With the first day of school here in Portland now less than two weeks away this is a good time to focus our attention once again on the issue of lead in school drinking water. As I wrote in a blog last May, the issue emerged with special urgency as the previous school year drew to a close with the citywide scandal in Flint, Michigan drawing national attention to lead poisoning issues nationwide.
Unfortunately if local and national media coverage are anything to go by the answer to the question: ‘Have the Portland schools used the summer months to fix the problem?’ is: hard to say; it isn’t clear. An article published in The Oregonian just this week focused on similar problems in Beaverton – indicating that the problem is not confined to Oregon’s largest city, but with the Portland Schools still trying to finalize selection of an interim superintendent attention appears to have drifted away from the issue of lead in the school system’s drinking water.
As a report last week in The Oregonian detailed, the Portland Public Schools system’s record is not good. “Lead-reducing filters cost about $100 and are proven by independent laboratories to reduce lead to below 10 parts per billion. The district used filters that in 2008 cost $12.87 apiece.” A 2007 plan to install filters directly on drinking fountains went awry when it was discovered that the contractor used the wrong filters. A 2011 attempt using a different company led to filters that were supposed to last seven months failing after only 12 days.
At least Portland has tried to address the problem. As TV station KATU reported recently, there is no legal requirement at either the federal or the state level for most schools to do so. The station confirmed that with a regional manager for the Oregon Health Authority, adding that when “schools do run tests, they don’t have to report the results to you, the state or federal government or anyone else.” The issue, as detailed in a lengthy analysis of the issue by the Washington Post (link below – the article is long, but well worth reading in full) is that under federal law only “8 to 11 percent of all schools” are required to test their own water (mostly those that draw their water from dedicated wells). For schools that use the local tap water “the testing happens at the water treatment plant, before water courses through miles and miles of plumbing and fixtures. If those pipes and fixtures contain lead – and they often do as lead-based pipes weren’t outlawed until 1986 – then water can become contaminated on the journey to the tap… the water in a school is often more likely to be contaminated than the water in a home because schools close for long periods, leaving water sitting in the pipes. The stagnant water creates chemical and bacterial conditions that can intensify the lead problem.”

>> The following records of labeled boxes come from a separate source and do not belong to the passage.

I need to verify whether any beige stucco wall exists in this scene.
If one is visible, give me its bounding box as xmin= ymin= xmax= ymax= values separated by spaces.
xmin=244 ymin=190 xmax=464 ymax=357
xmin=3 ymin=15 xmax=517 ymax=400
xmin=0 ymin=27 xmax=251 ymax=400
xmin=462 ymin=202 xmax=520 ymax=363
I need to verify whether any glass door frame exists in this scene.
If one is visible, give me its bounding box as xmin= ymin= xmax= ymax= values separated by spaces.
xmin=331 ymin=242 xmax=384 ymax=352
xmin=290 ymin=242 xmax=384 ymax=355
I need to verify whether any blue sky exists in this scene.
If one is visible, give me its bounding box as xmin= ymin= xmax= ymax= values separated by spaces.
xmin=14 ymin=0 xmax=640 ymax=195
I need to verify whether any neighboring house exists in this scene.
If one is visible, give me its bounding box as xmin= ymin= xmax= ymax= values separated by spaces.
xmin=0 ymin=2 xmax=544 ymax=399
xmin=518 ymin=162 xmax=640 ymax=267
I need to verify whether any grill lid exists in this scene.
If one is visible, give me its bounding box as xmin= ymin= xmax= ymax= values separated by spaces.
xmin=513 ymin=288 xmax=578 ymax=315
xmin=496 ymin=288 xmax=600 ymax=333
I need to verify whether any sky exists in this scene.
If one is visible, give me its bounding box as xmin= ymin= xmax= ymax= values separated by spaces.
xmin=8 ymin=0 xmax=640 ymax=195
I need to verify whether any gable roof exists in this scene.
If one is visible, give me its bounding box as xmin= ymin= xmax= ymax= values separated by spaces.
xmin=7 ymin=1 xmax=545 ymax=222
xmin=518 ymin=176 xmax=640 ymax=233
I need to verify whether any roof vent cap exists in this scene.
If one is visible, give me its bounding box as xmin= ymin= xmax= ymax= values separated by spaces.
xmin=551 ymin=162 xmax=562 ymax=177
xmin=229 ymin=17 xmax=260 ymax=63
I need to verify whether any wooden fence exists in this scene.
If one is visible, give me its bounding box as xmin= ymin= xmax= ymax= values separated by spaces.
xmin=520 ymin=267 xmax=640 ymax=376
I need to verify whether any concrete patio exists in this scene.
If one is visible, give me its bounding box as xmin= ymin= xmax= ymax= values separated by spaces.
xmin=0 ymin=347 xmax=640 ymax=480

In short, the chances of an Oregon child being injured because of the Portland school system’s failure to deal with this issue are shockingly high. I do not need to rehearse here the extraordinary damage lead can do in a young person’s body, particularly if it builds up over a long period of time. As a Portland attorney specializing in injuries to children, and as a parent, I sincerely hope that this issue is addressed at the city and state level in a quick and comprehensive manner before schools reopen on August 31 (September 6 for Kindergarten and pre-K). In the longer term this will require a concerted effort from state and local government to upgrade infrastructure throughout the city, but most immediately we here in Portland – like other parents around the state – need the assurance of local officials that they will install the right kind of filters to guarantee the safety of our children when they return to school in a few weeks’ time.